Menurut Suhud, generasi muda PKS tidak cukup hanya memiliki semangat dan militansi, tetapi juga harus memahami lanskap politik, lanskap global, serta peta kompetisi yang dihadapi. Anak muda PKS harus tahu dengan siapa berhadapan, dengan siapa bersaing, dan ke mana arah perjuangan harus digerakkan.
“Anak muda PKS harus mengerti lanskap politik dan dinamika global. Harus paham berhadapan dengan siapa, bersaing dengan siapa, dan memperjuangkan apa. Tanpa itu, gerakan akan kehilangan arah,” tegas Suhud.

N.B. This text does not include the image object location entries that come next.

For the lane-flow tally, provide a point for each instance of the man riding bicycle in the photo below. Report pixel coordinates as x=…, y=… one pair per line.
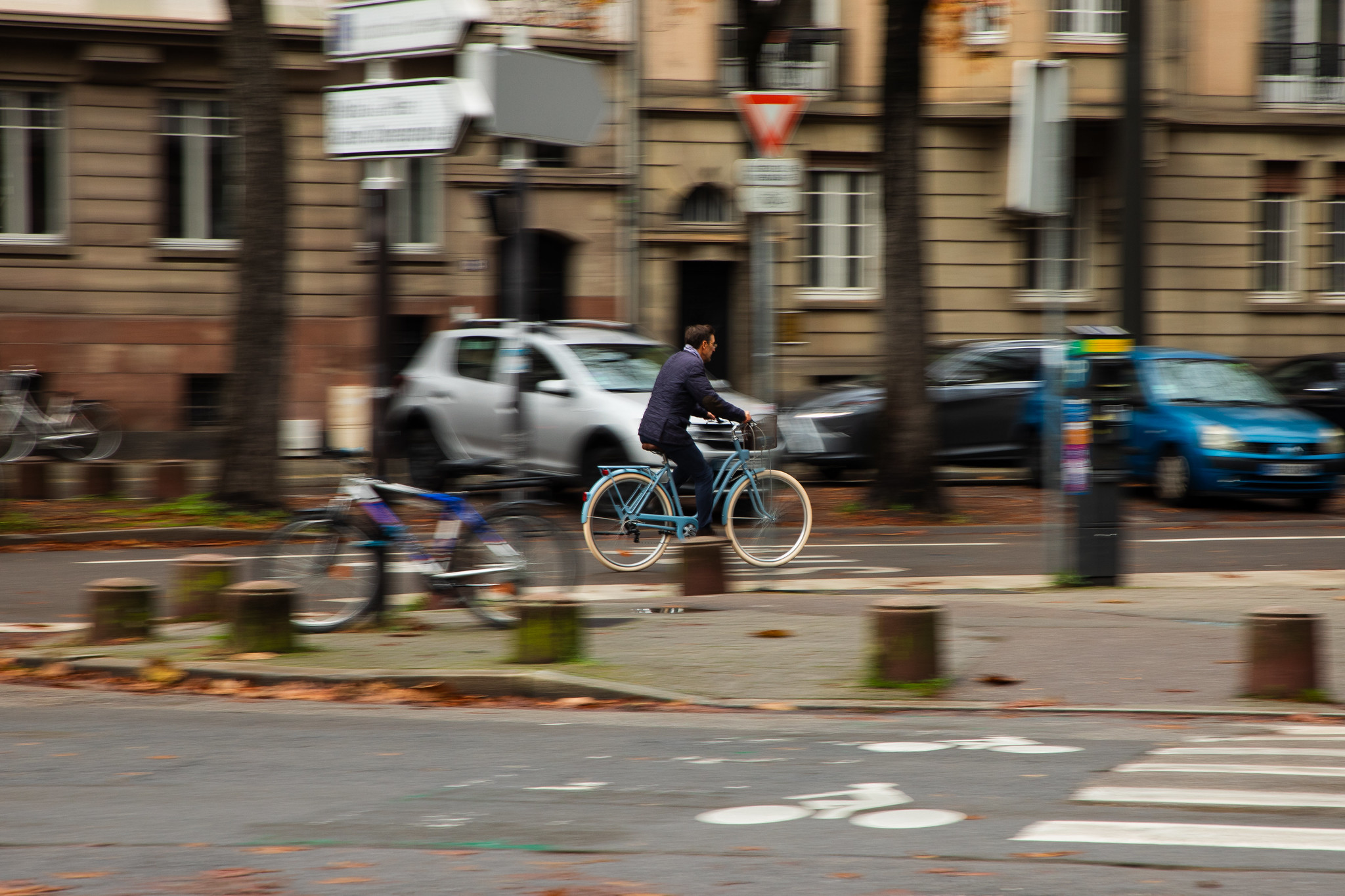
x=680, y=391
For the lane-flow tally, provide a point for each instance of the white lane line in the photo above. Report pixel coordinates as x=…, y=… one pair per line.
x=1193, y=797
x=1247, y=538
x=1166, y=834
x=1243, y=752
x=1229, y=769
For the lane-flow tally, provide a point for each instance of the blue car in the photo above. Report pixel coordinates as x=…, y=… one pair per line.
x=1211, y=425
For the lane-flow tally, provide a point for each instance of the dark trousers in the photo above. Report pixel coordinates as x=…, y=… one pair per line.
x=690, y=465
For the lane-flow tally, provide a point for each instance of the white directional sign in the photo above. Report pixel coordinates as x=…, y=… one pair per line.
x=393, y=119
x=390, y=28
x=770, y=199
x=768, y=172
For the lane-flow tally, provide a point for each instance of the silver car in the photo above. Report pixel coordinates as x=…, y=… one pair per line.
x=584, y=395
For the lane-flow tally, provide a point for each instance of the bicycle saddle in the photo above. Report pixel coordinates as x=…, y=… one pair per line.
x=470, y=465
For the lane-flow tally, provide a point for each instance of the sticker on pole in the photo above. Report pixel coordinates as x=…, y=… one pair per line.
x=771, y=117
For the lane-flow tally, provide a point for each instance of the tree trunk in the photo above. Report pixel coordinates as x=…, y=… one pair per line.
x=248, y=476
x=907, y=437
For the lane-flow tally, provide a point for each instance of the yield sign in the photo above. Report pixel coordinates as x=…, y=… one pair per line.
x=771, y=117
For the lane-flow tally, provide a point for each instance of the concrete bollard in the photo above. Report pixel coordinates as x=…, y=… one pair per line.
x=906, y=639
x=200, y=578
x=259, y=616
x=703, y=566
x=120, y=609
x=34, y=479
x=100, y=477
x=170, y=480
x=550, y=629
x=1282, y=653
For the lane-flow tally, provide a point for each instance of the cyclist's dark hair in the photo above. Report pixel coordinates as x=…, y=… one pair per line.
x=697, y=333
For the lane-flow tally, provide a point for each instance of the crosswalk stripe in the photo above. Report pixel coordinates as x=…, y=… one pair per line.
x=1228, y=769
x=1168, y=834
x=1193, y=797
x=1245, y=752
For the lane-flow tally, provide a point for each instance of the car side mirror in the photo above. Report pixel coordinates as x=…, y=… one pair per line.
x=556, y=387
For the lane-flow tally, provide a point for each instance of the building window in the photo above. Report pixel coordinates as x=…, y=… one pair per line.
x=1336, y=236
x=707, y=205
x=200, y=169
x=1275, y=233
x=841, y=228
x=413, y=210
x=988, y=22
x=205, y=406
x=1101, y=20
x=1302, y=53
x=30, y=186
x=1069, y=247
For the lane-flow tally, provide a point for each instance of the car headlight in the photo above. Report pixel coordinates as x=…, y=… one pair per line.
x=1216, y=437
x=1332, y=441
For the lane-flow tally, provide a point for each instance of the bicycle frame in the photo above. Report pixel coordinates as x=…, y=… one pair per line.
x=682, y=527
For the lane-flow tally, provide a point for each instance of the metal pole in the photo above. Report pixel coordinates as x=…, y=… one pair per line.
x=763, y=308
x=1133, y=181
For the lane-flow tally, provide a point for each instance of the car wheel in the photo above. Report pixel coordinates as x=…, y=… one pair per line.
x=598, y=457
x=1172, y=480
x=1313, y=503
x=423, y=458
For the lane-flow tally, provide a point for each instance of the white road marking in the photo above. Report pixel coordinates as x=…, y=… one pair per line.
x=1168, y=834
x=1228, y=769
x=1243, y=752
x=1193, y=797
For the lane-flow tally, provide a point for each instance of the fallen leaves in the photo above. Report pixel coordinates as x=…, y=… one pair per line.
x=994, y=679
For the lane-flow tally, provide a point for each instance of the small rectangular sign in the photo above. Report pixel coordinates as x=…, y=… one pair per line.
x=390, y=28
x=396, y=119
x=768, y=172
x=771, y=200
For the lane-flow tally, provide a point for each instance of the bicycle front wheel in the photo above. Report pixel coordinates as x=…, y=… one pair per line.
x=16, y=438
x=768, y=519
x=334, y=566
x=95, y=433
x=612, y=531
x=536, y=557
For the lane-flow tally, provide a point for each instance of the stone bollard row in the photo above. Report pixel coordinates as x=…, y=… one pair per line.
x=550, y=629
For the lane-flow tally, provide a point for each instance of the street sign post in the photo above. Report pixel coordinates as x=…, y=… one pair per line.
x=400, y=119
x=391, y=28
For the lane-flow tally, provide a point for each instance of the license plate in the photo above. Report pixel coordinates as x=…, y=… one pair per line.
x=1292, y=469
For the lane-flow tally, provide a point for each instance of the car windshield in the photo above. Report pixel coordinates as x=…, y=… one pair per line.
x=1211, y=382
x=623, y=367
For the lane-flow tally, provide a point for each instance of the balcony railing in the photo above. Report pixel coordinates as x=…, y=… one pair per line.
x=806, y=60
x=1302, y=73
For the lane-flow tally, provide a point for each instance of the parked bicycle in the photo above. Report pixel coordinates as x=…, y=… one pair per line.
x=76, y=430
x=628, y=516
x=340, y=557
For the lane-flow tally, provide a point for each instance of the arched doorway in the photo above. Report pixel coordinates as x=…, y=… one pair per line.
x=549, y=273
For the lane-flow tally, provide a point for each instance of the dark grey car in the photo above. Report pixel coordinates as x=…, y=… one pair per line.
x=977, y=390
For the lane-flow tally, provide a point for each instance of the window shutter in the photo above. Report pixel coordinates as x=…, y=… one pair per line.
x=1281, y=178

Ia menekankan bahwa perubahan geopolitik, ekonomi global, dan disrupsi teknologi menuntut kader muda PKS untuk memiliki kesadaran zaman serta kemampuan membaca konteks sosial secara tepat. Dalam pandangannya, anak muda PKS tidak boleh menjadi penonton, tetapi harus tampil sebagai pelaku perubahan.
Lebih lanjut, Suhud menegaskan bahwa gerakan kepemudaan PKS harus dibangun di atas pondasi yang kokoh, yaitu nilai-nilai Islam, serta dijalankan secara berkelanjutan (istimroriyah), bukan sekadar gerakan sesaat atau momentum musiman.
“Pertama, pondasi kita harus kokoh, yaitu Islam. Kedua, gerakan itu harus sustain, harus istimroriyah. Bukan hanya ramai di awal, lalu berhenti di tengah jalan,” ujarnya.
Sebagai upaya memastikan keberlanjutan dan dampak jangka panjang, Suhud menjelaskan bahwa DPW PKS DKI Jakarta mengembangkan desain kampanye dan program kerja berbasis Integrated, Direct, Permanent (IDP). Konsep ini menekankan keterpaduan lintas bidang, kerja yang langsung menyentuh masyarakat, serta dilakukan secara terus-menerus.
“IDP artinya terintegrasi, langsung, dan permanen. Satu program bisa dikerjakan secara kolaboratif oleh berbagai bidang, tidak berjalan sendiri-sendiri,” jelasnya.
Menurut Suhud, pendekatan IDP juga menjadi instrumen untuk merapikan barisan dan memperkuat kolaborasi antarstruktur, sehingga gerakan PKS, termasuk PKS Muda, lebih efektif, terarah, dan berdampak luas.
Ia berharap, melalui konsolidasi ini, anak muda PKS di DKI Jakarta mampu menerjemahkan nilai Islam, pemahaman zaman, serta konsep IDP ke dalam kerja-kerja nyata yang relevan dengan kebutuhan generasi muda dan persoalan rakyat.